Another question: what does it mean when an illness is widely defined by having less-than-average numbers of certain neurotransmitters when around 30% of people have the illness? Ignoring for a moment that the Serotonin-Mood hypothesis is tenuous science at best and a marketing ploy at worst, wouldn’t the average (qua “arithmetic mean”) amount of Serotonin shift if raw data inputs were so significantly decreased across the board? Does not this conundrum alone give us even the slightest cause to crack the door even a little toward the possibility that perhaps this thing is not an illness?

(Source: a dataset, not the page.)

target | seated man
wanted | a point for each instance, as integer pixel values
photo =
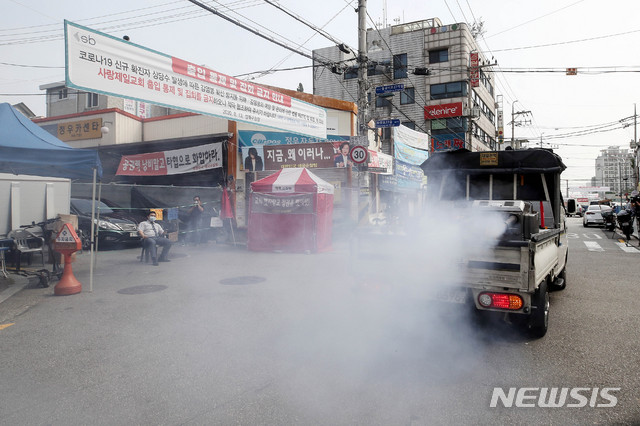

I think not; the days of simply saying we are taken by a bout of melancholy are in the past. There is much to be said about this cultural shift in terms of over-medicalization, marketing, pharmaceutical greed, positive psychology, self-help, wellness culture, and a myriad other influences. At the end of the day, some ratio of all of these things swirl together to formulate our current cultural situation in which many people are simply obsessed with being mentally ill. But again - those are essays for another time. The purpose of this essay is to examine the way in which mental illness is being used by the powerful to construct a new ideology.